Cenamos a las nueve
Amanda el centro de gravedad donde orbitan hasta desaparecer los rostros pasajeros y las historias a medio contar
Saúl le echa al taxi doce horas diarias en el turno de día. Es hablador, pero de pocas palabras, de esos que lanzan frases cortas y directas sin pretensiones. Su charla esconde una cultura mermada que apenas se esboza en comentarios sueltos que revelan más de lo que él mismo imagina. Hoy es domingo y toca salir a las matrículas impar, la suya. A primera hora, las calles están más tranquilas y se acomoda en el taxi como cada día, a esperar. Cada cliente es una oportunidad de alivio breve entre las esperas aunque no siempre. A veces, el alivio funciona al revés, cuando el pasajero baja, y tiene que refrescar la confianza en el ser humano con el humo de un par de cigarros para que no consigan enturbiarle la jornada. Imbéciles hay en todos lados, se dice, y no siempre me tocan a mí. Saúl es un hombre de fe. A veces, mientras espera en una esquina desierta, observa a aquellos que hacen la vida a pie. La vida es movimiento, le dijo a un compañero en una charla llena de silencios; éste asintió firmemente mientras contestaba un par de mensajes en su nuevo smartphone. Saúl era más de pensar para adentro.
Cada día llega a casa a las ocho y a las nueve cena junto a su mujer.

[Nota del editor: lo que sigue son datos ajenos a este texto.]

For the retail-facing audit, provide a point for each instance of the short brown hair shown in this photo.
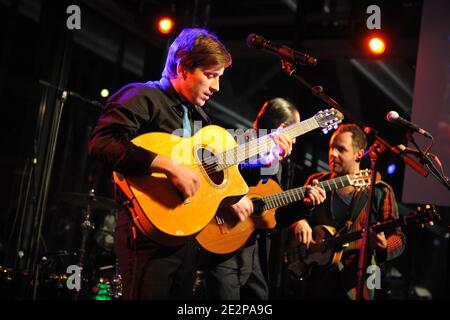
(359, 139)
(193, 48)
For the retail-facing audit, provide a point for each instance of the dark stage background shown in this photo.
(118, 44)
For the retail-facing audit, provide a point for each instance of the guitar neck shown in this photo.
(263, 144)
(293, 195)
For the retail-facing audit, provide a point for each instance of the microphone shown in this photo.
(393, 117)
(404, 149)
(258, 42)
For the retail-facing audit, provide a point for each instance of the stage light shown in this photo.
(377, 45)
(391, 168)
(104, 93)
(165, 25)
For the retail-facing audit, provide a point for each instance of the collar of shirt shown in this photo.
(166, 85)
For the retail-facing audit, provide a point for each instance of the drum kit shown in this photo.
(100, 278)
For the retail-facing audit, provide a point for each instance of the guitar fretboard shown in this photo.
(261, 145)
(293, 195)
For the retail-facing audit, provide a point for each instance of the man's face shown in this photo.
(199, 84)
(342, 156)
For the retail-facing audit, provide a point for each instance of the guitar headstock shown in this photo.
(360, 179)
(328, 119)
(424, 214)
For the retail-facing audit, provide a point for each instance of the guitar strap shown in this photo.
(358, 203)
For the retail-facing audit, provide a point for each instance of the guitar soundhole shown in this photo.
(209, 163)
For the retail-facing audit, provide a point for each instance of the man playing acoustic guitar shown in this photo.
(195, 62)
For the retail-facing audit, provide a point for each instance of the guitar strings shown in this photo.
(240, 152)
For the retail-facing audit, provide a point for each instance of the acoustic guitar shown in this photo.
(224, 236)
(329, 246)
(160, 212)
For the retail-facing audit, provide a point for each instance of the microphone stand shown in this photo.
(377, 148)
(45, 183)
(373, 152)
(291, 70)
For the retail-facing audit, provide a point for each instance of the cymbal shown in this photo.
(83, 200)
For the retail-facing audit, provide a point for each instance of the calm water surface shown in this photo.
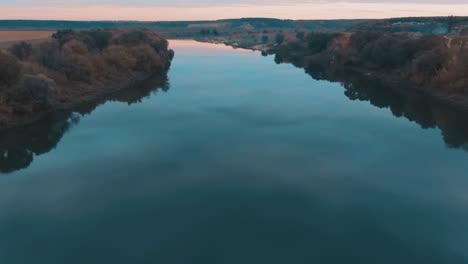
(236, 160)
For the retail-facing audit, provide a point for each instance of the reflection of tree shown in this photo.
(402, 102)
(19, 146)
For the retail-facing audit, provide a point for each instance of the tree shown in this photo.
(300, 35)
(21, 50)
(450, 24)
(10, 69)
(279, 38)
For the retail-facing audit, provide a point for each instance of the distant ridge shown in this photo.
(425, 25)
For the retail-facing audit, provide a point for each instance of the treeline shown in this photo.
(73, 64)
(431, 62)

Amanda dejó de trabajar hace un par de años, cuando sus huesos comenzaron a dolerle más de la cuenta. Le parecía como si el cuerpo se le hubiera convertido en un campo de batalla entre el cansancio y la resistencia. Con el tiempo cada movimiento requería de una fuerza mayor y cada articulación simulaba una máquina sin engrasar. En los peores momentos, la fatiga no la deja levantarse como si una sombra perdiera su inconsistencia y volcara todo el peso sobre su ser. Sin el bullicio del trabajo ni las rutinas de antes, los días transcurren en casa entre largas pausas y pequeñas tareas que le ayudan a superar sus límites. Los hijos se hicieron mayores y salieron volando por la ventana al olor de sus propias vidas. Saúl pasa muchas horas en el taxi pero cada noche encuentran su momento cuando se sientan juntos a cenar.

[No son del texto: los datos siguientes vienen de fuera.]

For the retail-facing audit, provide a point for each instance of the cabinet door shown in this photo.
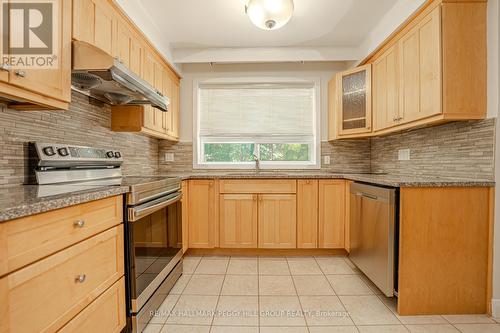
(202, 213)
(123, 43)
(149, 76)
(332, 102)
(54, 83)
(174, 129)
(354, 101)
(331, 214)
(167, 91)
(307, 214)
(104, 30)
(238, 221)
(277, 221)
(83, 20)
(136, 55)
(185, 215)
(420, 63)
(386, 89)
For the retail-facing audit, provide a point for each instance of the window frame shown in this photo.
(315, 149)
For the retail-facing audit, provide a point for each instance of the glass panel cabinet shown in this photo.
(353, 109)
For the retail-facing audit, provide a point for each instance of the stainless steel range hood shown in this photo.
(97, 74)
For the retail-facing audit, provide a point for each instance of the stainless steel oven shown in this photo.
(154, 245)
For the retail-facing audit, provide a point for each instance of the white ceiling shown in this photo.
(220, 31)
(223, 23)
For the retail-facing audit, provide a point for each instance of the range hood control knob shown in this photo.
(63, 151)
(49, 151)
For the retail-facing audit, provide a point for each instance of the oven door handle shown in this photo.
(139, 212)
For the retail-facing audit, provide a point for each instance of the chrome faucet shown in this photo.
(257, 163)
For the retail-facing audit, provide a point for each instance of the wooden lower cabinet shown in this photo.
(45, 295)
(307, 214)
(445, 250)
(331, 231)
(106, 314)
(277, 221)
(185, 215)
(202, 214)
(238, 220)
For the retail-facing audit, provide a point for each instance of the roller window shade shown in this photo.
(270, 110)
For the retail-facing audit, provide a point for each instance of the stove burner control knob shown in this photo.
(49, 151)
(63, 151)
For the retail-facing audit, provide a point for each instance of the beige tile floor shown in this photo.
(290, 295)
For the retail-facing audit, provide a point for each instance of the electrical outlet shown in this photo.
(404, 154)
(169, 157)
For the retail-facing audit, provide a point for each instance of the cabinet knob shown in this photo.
(5, 67)
(79, 223)
(20, 73)
(80, 278)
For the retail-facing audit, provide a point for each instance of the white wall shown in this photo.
(190, 72)
(493, 111)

Para Saúl, los días están llenos de rostros fugaces, palabras a medias y silencios densos. El ir y venir de los viajeros transforma la realidad a cada instante; se encuentran y despiden, se ríen, murmuran, se besan, se enfadan, hablan por teléfono o escriben en el ordenador, le cuentan sus anhelos y tristezas o le discuten fehacientemente la noticia que acaba de vomitar el transistor. Saúl, desde su propia existencia en un compás diferente, les asiente, charla o sonríe mientras los contempla como si fueran fichas de múltiples colores sobre un tablero de ajedrez. El movimiento es más que desplazarse, se dice, es un cambio de perspectiva. Desde el interior del taxi aprecia, como fotogramas que se suceden, la vida de los demás. Desde su propio interior Amanda le resulta el refugio en el que apartarse del mundo; aquel lugar en el que las imágenes del día cobran sentido al narrarlas y donde el ruido de fondo de las historias de otros desaparecen. Amanda es el interludio entre secuencias, desde donde su largas jornadas cobran sentido. Él le cuenta al llegar a casa, mientras cuelga la chaqueta y enciende el televisor. Ella le escucha cautiva como quien ve un documental sobre los entresijos de los humanos proyectado a cámara lenta. Sin ella, todos esos fragmentos de vidas observadas no tienen razón de ser, se dice. Amanda es la constante en un día repleto de variables, el centro de gravedad donde orbitan hasta desaparecer los rostros pasajeros y las historias a medio contar. En Amanda el movimiento se hace de quietud, se llena de hogar.